Comment 40 Kyle McMartin 2013-06-28 21:43:54 UTC
OK. So comment37 is the BARs failing to get MMAP'd because qemu opens them. So we need to fix qemu to get those passed in from the privileged libvirt.

Comment38 is strange, because the kernel you tested there doesn't check the resource files at all, so I have no idea why that's failing.

I'm on PTO Monday & Friday next week, but maybe we can figure out some easier way to test this on Tuesday.

Comment 41 bing 2013-08-14 06:18:51 UTC
The updated F18 kernel-3.10.4-100.fc18.x86_64 seems to re-introduce the issue again, the previous kernel-3.9.11-200.fc18.x86_64 works fine. (i.e.

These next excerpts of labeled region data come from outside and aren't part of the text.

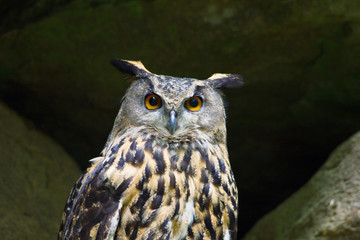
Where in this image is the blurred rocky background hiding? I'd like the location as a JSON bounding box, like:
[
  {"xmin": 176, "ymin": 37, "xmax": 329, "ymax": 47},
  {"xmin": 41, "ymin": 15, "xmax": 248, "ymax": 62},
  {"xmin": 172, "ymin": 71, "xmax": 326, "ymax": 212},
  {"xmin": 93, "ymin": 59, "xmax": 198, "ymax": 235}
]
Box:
[{"xmin": 0, "ymin": 0, "xmax": 360, "ymax": 239}]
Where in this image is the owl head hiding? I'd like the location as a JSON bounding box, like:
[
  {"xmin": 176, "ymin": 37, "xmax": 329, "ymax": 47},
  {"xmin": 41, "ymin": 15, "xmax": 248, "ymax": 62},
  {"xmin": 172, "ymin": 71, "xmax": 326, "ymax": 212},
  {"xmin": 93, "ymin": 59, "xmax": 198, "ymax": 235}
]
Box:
[{"xmin": 110, "ymin": 60, "xmax": 243, "ymax": 145}]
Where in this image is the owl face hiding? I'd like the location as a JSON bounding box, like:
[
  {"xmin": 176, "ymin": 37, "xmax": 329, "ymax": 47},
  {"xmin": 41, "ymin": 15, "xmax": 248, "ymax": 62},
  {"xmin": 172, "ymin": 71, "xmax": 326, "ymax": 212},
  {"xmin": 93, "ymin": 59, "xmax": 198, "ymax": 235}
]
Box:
[{"xmin": 112, "ymin": 60, "xmax": 242, "ymax": 141}]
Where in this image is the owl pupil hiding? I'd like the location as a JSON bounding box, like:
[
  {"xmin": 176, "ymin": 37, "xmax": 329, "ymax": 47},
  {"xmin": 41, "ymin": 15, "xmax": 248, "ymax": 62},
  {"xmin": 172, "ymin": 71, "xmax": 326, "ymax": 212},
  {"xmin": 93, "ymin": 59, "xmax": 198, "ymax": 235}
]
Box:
[
  {"xmin": 149, "ymin": 97, "xmax": 158, "ymax": 106},
  {"xmin": 189, "ymin": 98, "xmax": 199, "ymax": 107}
]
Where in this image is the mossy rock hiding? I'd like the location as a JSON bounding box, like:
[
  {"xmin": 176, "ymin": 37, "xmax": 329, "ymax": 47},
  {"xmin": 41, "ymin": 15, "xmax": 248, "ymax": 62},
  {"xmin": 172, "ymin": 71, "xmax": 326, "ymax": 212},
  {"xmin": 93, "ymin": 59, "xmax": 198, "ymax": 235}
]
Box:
[
  {"xmin": 0, "ymin": 103, "xmax": 80, "ymax": 240},
  {"xmin": 244, "ymin": 132, "xmax": 360, "ymax": 240}
]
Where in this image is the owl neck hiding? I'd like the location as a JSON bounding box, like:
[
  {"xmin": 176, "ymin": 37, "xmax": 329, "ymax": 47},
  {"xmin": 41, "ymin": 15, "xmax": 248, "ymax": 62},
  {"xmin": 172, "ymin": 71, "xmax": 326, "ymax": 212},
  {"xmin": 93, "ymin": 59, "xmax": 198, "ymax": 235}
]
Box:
[
  {"xmin": 103, "ymin": 125, "xmax": 229, "ymax": 176},
  {"xmin": 103, "ymin": 124, "xmax": 226, "ymax": 152}
]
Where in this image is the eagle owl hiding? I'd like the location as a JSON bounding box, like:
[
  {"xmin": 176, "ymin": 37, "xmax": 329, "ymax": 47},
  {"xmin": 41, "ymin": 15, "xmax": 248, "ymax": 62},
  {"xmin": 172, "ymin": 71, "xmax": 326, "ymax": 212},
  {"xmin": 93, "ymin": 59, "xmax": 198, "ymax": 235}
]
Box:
[{"xmin": 58, "ymin": 60, "xmax": 242, "ymax": 240}]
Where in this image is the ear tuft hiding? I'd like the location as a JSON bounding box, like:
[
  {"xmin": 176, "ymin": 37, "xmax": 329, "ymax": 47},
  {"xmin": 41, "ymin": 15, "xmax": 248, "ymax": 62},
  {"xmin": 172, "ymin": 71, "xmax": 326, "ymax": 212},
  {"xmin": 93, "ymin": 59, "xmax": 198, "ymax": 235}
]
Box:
[
  {"xmin": 207, "ymin": 73, "xmax": 244, "ymax": 88},
  {"xmin": 110, "ymin": 59, "xmax": 151, "ymax": 77}
]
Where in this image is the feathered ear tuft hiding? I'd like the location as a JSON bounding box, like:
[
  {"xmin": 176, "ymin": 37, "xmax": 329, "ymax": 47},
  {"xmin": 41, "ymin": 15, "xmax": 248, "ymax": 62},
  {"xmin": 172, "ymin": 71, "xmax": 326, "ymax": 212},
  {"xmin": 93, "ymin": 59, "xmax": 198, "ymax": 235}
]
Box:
[
  {"xmin": 110, "ymin": 59, "xmax": 151, "ymax": 77},
  {"xmin": 207, "ymin": 73, "xmax": 244, "ymax": 88}
]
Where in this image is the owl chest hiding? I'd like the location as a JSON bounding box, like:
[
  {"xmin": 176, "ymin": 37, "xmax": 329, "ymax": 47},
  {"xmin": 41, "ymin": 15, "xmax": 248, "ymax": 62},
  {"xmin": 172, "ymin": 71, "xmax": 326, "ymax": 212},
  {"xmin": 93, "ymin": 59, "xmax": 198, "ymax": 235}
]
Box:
[{"xmin": 104, "ymin": 138, "xmax": 233, "ymax": 239}]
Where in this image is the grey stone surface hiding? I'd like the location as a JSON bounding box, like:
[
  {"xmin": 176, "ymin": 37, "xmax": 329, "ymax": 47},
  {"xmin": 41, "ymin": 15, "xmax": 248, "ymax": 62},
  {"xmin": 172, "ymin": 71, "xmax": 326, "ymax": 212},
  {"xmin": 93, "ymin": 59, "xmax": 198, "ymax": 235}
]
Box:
[
  {"xmin": 0, "ymin": 102, "xmax": 80, "ymax": 240},
  {"xmin": 244, "ymin": 132, "xmax": 360, "ymax": 240}
]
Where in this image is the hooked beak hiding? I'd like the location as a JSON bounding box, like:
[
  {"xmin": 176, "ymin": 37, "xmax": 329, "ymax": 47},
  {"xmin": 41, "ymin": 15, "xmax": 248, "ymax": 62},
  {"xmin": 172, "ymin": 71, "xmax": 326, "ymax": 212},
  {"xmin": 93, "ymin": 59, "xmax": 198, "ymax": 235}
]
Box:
[{"xmin": 169, "ymin": 109, "xmax": 176, "ymax": 134}]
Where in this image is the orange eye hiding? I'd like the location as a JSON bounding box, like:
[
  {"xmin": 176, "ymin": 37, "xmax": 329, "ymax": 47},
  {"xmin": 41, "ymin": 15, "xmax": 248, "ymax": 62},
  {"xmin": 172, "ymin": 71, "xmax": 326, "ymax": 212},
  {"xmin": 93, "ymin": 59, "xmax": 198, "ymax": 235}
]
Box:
[
  {"xmin": 145, "ymin": 94, "xmax": 162, "ymax": 110},
  {"xmin": 185, "ymin": 96, "xmax": 202, "ymax": 112}
]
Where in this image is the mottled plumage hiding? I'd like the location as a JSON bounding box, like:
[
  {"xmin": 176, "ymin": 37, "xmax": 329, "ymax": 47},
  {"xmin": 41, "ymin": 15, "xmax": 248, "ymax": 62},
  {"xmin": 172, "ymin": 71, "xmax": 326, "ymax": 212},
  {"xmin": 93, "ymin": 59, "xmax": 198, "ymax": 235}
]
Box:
[{"xmin": 58, "ymin": 60, "xmax": 242, "ymax": 240}]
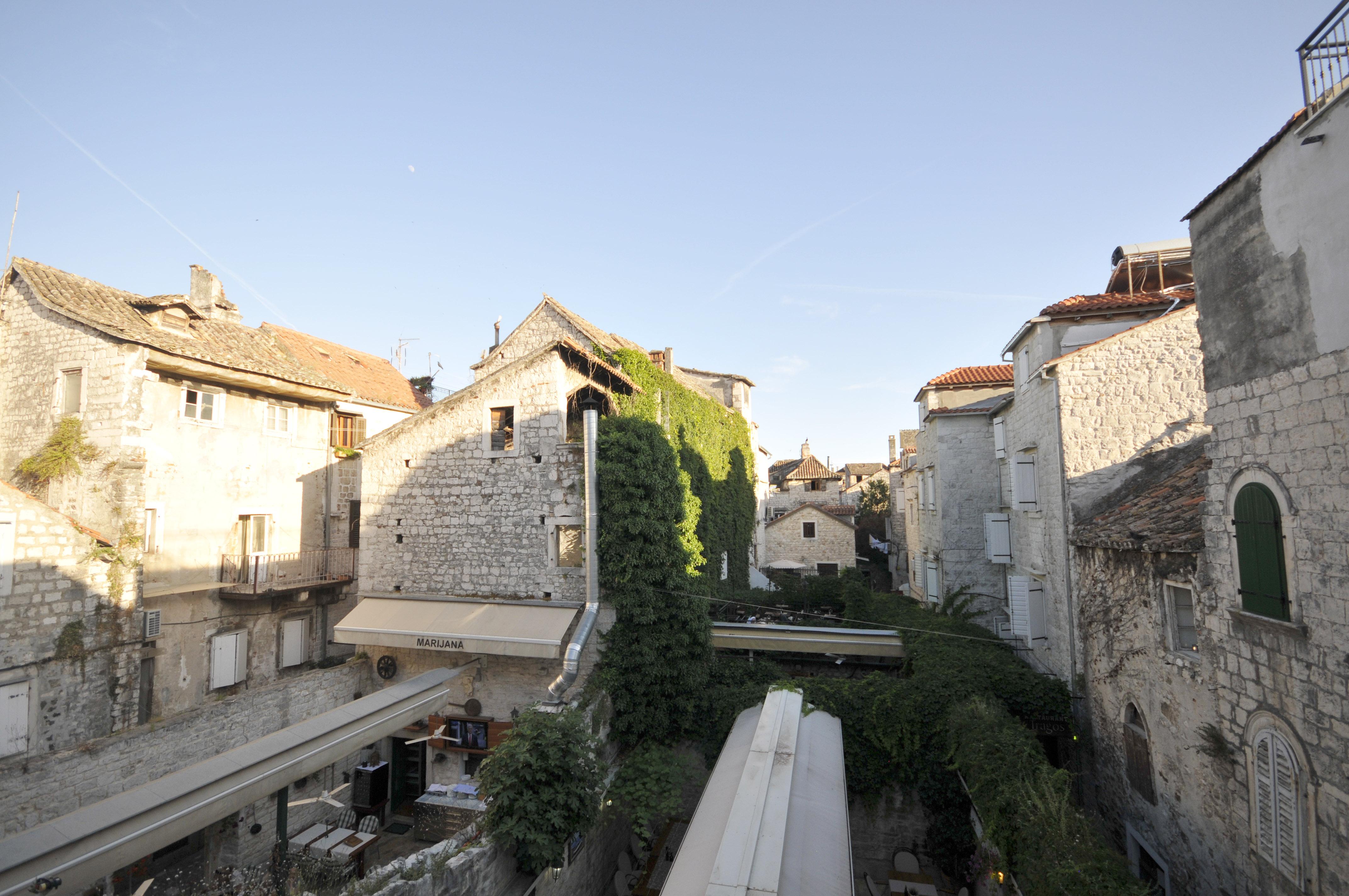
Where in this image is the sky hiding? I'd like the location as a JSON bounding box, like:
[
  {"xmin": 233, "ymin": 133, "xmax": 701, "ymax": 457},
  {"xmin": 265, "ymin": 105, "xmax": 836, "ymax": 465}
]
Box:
[{"xmin": 0, "ymin": 0, "xmax": 1334, "ymax": 466}]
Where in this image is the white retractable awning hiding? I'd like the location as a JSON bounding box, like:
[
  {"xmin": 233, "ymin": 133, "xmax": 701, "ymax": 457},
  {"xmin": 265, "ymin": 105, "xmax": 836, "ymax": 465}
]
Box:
[
  {"xmin": 712, "ymin": 622, "xmax": 904, "ymax": 657},
  {"xmin": 333, "ymin": 598, "xmax": 576, "ymax": 660}
]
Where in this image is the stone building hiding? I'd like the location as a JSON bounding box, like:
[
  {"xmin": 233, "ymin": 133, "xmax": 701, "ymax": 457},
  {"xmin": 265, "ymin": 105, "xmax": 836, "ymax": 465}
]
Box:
[
  {"xmin": 988, "ymin": 281, "xmax": 1206, "ymax": 681},
  {"xmin": 0, "ymin": 259, "xmax": 417, "ymax": 865},
  {"xmin": 336, "ymin": 298, "xmax": 749, "ymax": 792},
  {"xmin": 903, "ymin": 364, "xmax": 1012, "ymax": 619},
  {"xmin": 1187, "ymin": 28, "xmax": 1349, "ymax": 895}
]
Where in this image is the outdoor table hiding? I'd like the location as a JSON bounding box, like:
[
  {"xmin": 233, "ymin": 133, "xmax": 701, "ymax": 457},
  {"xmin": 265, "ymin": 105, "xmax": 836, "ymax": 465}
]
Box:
[
  {"xmin": 332, "ymin": 831, "xmax": 379, "ymax": 877},
  {"xmin": 890, "ymin": 872, "xmax": 938, "ymax": 896},
  {"xmin": 286, "ymin": 825, "xmax": 332, "ymax": 853},
  {"xmin": 309, "ymin": 827, "xmax": 356, "ymax": 858}
]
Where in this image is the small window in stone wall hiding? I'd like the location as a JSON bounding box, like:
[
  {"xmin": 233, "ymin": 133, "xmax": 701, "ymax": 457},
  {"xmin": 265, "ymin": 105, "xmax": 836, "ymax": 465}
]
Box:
[
  {"xmin": 557, "ymin": 526, "xmax": 584, "ymax": 568},
  {"xmin": 492, "ymin": 407, "xmax": 515, "ymax": 451},
  {"xmin": 1124, "ymin": 703, "xmax": 1157, "ymax": 806}
]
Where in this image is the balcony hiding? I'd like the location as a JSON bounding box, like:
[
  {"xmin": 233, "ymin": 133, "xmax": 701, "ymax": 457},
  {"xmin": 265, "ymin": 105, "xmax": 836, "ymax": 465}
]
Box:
[
  {"xmin": 1298, "ymin": 0, "xmax": 1349, "ymax": 116},
  {"xmin": 220, "ymin": 548, "xmax": 356, "ymax": 599}
]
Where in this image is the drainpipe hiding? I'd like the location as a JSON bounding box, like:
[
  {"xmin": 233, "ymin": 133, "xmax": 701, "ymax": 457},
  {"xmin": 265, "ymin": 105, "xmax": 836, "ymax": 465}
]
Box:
[{"xmin": 548, "ymin": 401, "xmax": 599, "ymax": 703}]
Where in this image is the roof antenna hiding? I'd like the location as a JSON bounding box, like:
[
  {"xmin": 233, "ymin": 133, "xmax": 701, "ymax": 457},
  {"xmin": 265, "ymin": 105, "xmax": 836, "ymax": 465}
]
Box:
[{"xmin": 4, "ymin": 190, "xmax": 19, "ymax": 270}]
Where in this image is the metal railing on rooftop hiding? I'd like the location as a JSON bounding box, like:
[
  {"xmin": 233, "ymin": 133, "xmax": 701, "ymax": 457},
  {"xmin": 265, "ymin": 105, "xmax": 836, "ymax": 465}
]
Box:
[
  {"xmin": 1298, "ymin": 0, "xmax": 1349, "ymax": 116},
  {"xmin": 220, "ymin": 548, "xmax": 356, "ymax": 595}
]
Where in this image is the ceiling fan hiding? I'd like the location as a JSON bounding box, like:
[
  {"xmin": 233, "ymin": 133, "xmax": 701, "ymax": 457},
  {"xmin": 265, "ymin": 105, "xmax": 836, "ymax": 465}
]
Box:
[{"xmin": 286, "ymin": 783, "xmax": 351, "ymax": 808}]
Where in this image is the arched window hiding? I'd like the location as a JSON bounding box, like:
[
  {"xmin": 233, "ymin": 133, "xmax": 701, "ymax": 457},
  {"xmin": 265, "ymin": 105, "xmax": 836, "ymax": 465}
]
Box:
[
  {"xmin": 1124, "ymin": 703, "xmax": 1157, "ymax": 806},
  {"xmin": 1232, "ymin": 482, "xmax": 1288, "ymax": 619},
  {"xmin": 1255, "ymin": 729, "xmax": 1302, "ymax": 884}
]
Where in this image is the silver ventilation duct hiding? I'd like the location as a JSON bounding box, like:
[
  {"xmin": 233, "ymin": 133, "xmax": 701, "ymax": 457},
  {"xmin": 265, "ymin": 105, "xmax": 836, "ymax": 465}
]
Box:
[{"xmin": 548, "ymin": 401, "xmax": 599, "ymax": 703}]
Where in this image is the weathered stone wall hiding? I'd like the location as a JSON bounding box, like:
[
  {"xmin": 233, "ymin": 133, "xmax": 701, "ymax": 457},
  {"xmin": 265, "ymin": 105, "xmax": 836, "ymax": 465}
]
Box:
[
  {"xmin": 1074, "ymin": 546, "xmax": 1244, "ymax": 893},
  {"xmin": 0, "ymin": 484, "xmax": 140, "ymax": 761},
  {"xmin": 764, "ymin": 507, "xmax": 857, "ymax": 569},
  {"xmin": 0, "ymin": 660, "xmax": 374, "ymax": 835}
]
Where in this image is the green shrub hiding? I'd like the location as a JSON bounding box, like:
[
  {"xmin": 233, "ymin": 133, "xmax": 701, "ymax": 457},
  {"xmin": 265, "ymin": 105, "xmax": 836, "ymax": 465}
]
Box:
[{"xmin": 478, "ymin": 708, "xmax": 603, "ymax": 874}]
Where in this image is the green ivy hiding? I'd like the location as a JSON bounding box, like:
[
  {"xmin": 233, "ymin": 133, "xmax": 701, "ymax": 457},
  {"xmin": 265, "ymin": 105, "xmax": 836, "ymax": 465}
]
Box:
[{"xmin": 478, "ymin": 708, "xmax": 604, "ymax": 874}]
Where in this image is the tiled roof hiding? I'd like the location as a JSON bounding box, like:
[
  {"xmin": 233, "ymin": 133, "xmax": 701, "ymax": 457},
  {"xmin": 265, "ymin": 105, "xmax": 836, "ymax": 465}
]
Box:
[
  {"xmin": 14, "ymin": 258, "xmax": 348, "ymax": 393},
  {"xmin": 1072, "ymin": 437, "xmax": 1212, "ymax": 553},
  {"xmin": 768, "ymin": 455, "xmax": 842, "ymax": 483},
  {"xmin": 1040, "ymin": 283, "xmax": 1194, "ymax": 317},
  {"xmin": 1180, "ymin": 108, "xmax": 1307, "ymax": 221},
  {"xmin": 927, "ymin": 364, "xmax": 1012, "ymax": 386},
  {"xmin": 262, "ymin": 324, "xmax": 430, "ymax": 412}
]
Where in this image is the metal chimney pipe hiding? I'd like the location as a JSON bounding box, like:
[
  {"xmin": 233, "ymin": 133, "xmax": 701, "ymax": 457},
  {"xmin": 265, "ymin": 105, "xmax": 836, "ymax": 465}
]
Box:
[{"xmin": 548, "ymin": 401, "xmax": 599, "ymax": 703}]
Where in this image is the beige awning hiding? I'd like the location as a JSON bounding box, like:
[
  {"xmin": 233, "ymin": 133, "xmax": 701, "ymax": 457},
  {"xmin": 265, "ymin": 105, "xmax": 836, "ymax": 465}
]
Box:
[{"xmin": 333, "ymin": 598, "xmax": 576, "ymax": 660}]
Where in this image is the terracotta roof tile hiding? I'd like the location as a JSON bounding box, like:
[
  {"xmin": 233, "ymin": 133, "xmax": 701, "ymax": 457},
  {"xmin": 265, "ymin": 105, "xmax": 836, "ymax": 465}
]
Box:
[
  {"xmin": 1040, "ymin": 283, "xmax": 1194, "ymax": 317},
  {"xmin": 927, "ymin": 364, "xmax": 1012, "ymax": 386},
  {"xmin": 262, "ymin": 324, "xmax": 430, "ymax": 412},
  {"xmin": 14, "ymin": 258, "xmax": 347, "ymax": 393}
]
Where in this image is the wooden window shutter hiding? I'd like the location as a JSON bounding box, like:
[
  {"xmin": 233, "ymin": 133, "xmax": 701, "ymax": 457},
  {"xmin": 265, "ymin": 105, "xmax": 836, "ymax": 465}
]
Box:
[
  {"xmin": 1232, "ymin": 482, "xmax": 1288, "ymax": 619},
  {"xmin": 1124, "ymin": 722, "xmax": 1157, "ymax": 806},
  {"xmin": 487, "ymin": 722, "xmax": 512, "ymax": 750}
]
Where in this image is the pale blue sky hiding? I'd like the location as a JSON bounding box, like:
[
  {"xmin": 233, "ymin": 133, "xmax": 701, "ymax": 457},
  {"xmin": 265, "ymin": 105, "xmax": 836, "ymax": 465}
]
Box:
[{"xmin": 0, "ymin": 0, "xmax": 1333, "ymax": 464}]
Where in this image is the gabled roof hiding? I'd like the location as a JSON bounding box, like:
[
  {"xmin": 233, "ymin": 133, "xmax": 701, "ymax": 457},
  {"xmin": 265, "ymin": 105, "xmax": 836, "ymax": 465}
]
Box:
[
  {"xmin": 1180, "ymin": 108, "xmax": 1307, "ymax": 221},
  {"xmin": 765, "ymin": 501, "xmax": 857, "ymax": 530},
  {"xmin": 768, "ymin": 455, "xmax": 843, "ymax": 483},
  {"xmin": 1072, "ymin": 437, "xmax": 1212, "ymax": 553},
  {"xmin": 1040, "ymin": 283, "xmax": 1194, "ymax": 316},
  {"xmin": 14, "ymin": 258, "xmax": 348, "ymax": 394},
  {"xmin": 262, "ymin": 324, "xmax": 430, "ymax": 412},
  {"xmin": 927, "ymin": 364, "xmax": 1012, "ymax": 386},
  {"xmin": 357, "ymin": 339, "xmax": 642, "ymax": 448}
]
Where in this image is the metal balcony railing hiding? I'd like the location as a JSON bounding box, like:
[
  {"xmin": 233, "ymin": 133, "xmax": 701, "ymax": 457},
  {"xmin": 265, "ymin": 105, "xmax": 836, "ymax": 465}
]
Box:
[
  {"xmin": 220, "ymin": 548, "xmax": 356, "ymax": 595},
  {"xmin": 1298, "ymin": 0, "xmax": 1349, "ymax": 116}
]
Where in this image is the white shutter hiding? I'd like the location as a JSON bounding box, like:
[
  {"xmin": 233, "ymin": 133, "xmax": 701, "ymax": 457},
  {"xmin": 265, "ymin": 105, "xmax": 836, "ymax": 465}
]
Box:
[
  {"xmin": 0, "ymin": 681, "xmax": 28, "ymax": 756},
  {"xmin": 1271, "ymin": 731, "xmax": 1302, "ymax": 882},
  {"xmin": 0, "ymin": 513, "xmax": 19, "ymax": 598},
  {"xmin": 1012, "ymin": 455, "xmax": 1035, "ymax": 510},
  {"xmin": 281, "ymin": 617, "xmax": 309, "ymax": 667},
  {"xmin": 1027, "ymin": 579, "xmax": 1050, "ymax": 641},
  {"xmin": 1008, "ymin": 576, "xmax": 1031, "ymax": 641},
  {"xmin": 983, "ymin": 513, "xmax": 1012, "ymax": 563}
]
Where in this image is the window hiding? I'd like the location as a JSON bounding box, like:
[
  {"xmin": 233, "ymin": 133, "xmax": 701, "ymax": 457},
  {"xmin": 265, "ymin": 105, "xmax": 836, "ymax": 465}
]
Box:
[
  {"xmin": 328, "ymin": 414, "xmax": 366, "ymax": 448},
  {"xmin": 1166, "ymin": 582, "xmax": 1199, "ymax": 650},
  {"xmin": 491, "ymin": 407, "xmax": 515, "ymax": 451},
  {"xmin": 61, "ymin": 368, "xmax": 84, "ymax": 414},
  {"xmin": 239, "ymin": 513, "xmax": 271, "ymax": 553},
  {"xmin": 557, "ymin": 526, "xmax": 584, "ymax": 569},
  {"xmin": 1124, "ymin": 703, "xmax": 1157, "ymax": 806},
  {"xmin": 1255, "ymin": 729, "xmax": 1302, "ymax": 884},
  {"xmin": 210, "ymin": 631, "xmax": 248, "ymax": 690},
  {"xmin": 0, "ymin": 681, "xmax": 28, "ymax": 756},
  {"xmin": 142, "ymin": 507, "xmax": 159, "ymax": 553},
  {"xmin": 182, "ymin": 389, "xmax": 225, "ymax": 424},
  {"xmin": 263, "ymin": 405, "xmax": 291, "ymax": 436},
  {"xmin": 1232, "ymin": 482, "xmax": 1290, "ymax": 619},
  {"xmin": 1012, "ymin": 453, "xmax": 1037, "ymax": 510},
  {"xmin": 281, "ymin": 617, "xmax": 309, "ymax": 668},
  {"xmin": 1008, "ymin": 576, "xmax": 1050, "ymax": 642},
  {"xmin": 983, "ymin": 513, "xmax": 1012, "ymax": 563}
]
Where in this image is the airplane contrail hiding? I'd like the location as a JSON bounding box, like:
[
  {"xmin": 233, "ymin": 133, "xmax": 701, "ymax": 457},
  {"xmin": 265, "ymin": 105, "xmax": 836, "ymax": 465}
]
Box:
[{"xmin": 0, "ymin": 74, "xmax": 293, "ymax": 327}]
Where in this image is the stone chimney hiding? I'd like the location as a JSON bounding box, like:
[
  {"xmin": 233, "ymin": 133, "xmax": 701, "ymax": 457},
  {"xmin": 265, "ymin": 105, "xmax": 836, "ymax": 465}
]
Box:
[{"xmin": 188, "ymin": 265, "xmax": 229, "ymax": 320}]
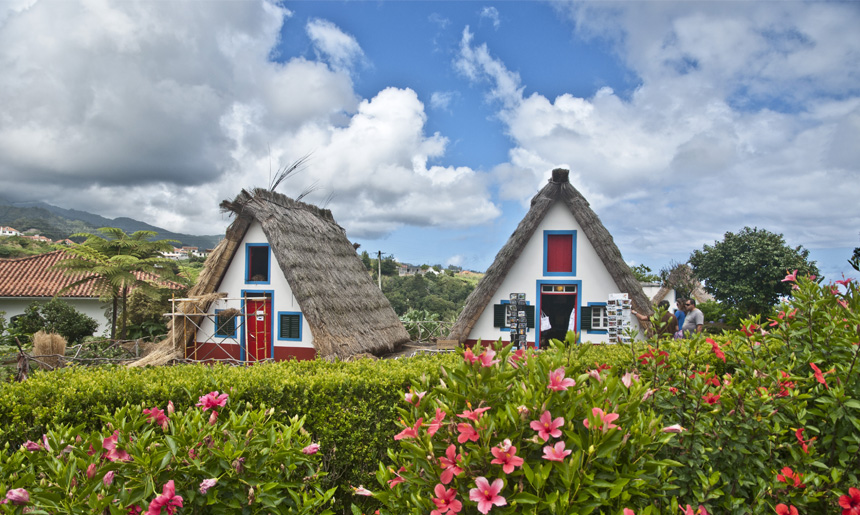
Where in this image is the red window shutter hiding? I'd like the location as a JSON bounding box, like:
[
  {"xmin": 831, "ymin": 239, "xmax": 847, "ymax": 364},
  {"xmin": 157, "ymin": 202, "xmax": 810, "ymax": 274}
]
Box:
[{"xmin": 546, "ymin": 234, "xmax": 573, "ymax": 272}]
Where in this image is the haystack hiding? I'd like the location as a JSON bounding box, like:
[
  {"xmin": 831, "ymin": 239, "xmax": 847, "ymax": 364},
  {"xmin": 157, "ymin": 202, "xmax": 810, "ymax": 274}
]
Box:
[{"xmin": 33, "ymin": 331, "xmax": 66, "ymax": 370}]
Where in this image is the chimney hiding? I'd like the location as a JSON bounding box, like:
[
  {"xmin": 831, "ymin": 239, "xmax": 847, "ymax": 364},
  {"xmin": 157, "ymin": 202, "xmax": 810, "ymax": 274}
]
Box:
[{"xmin": 550, "ymin": 168, "xmax": 570, "ymax": 183}]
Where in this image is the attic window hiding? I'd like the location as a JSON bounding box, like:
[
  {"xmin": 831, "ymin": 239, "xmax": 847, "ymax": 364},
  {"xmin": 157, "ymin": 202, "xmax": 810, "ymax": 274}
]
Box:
[
  {"xmin": 543, "ymin": 231, "xmax": 576, "ymax": 275},
  {"xmin": 245, "ymin": 243, "xmax": 271, "ymax": 284}
]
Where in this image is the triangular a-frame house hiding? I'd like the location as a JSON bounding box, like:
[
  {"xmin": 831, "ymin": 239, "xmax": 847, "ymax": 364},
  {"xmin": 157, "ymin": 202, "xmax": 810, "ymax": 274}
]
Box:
[
  {"xmin": 449, "ymin": 169, "xmax": 653, "ymax": 347},
  {"xmin": 138, "ymin": 189, "xmax": 409, "ymax": 365}
]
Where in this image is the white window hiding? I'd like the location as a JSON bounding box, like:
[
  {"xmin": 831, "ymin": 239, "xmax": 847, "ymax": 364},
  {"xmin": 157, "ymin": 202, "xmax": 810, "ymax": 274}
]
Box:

PCI passthrough can be used without being root)

Comment 42 Cole Robinson 2013-08-15 01:16:14 UTC
Alex, this is a lingering bug with PCI passthrough in Fedora, maybe there's something you can add or help with debugging.

Comment 43 MG 2013-08-21 15:37:36 UTC
*** Bug 999482 has been marked as a duplicate of this bug. ***

Comment 44 Cole Robinson 2013-11-17 18:15:22 UTC
Since this bug has been silent for a while, and rawhide libvirt now uses VFIO by default which works with out of the box configuration, closing. If someone is still affected, please reopen.

Comment 45 Daniel Berrangé 2013-11-18 10:00:10 UTC
FYI  CAP_COMPROMISE_KERNEL has been killed in F20, so this should work even with legacy PCI device assignment.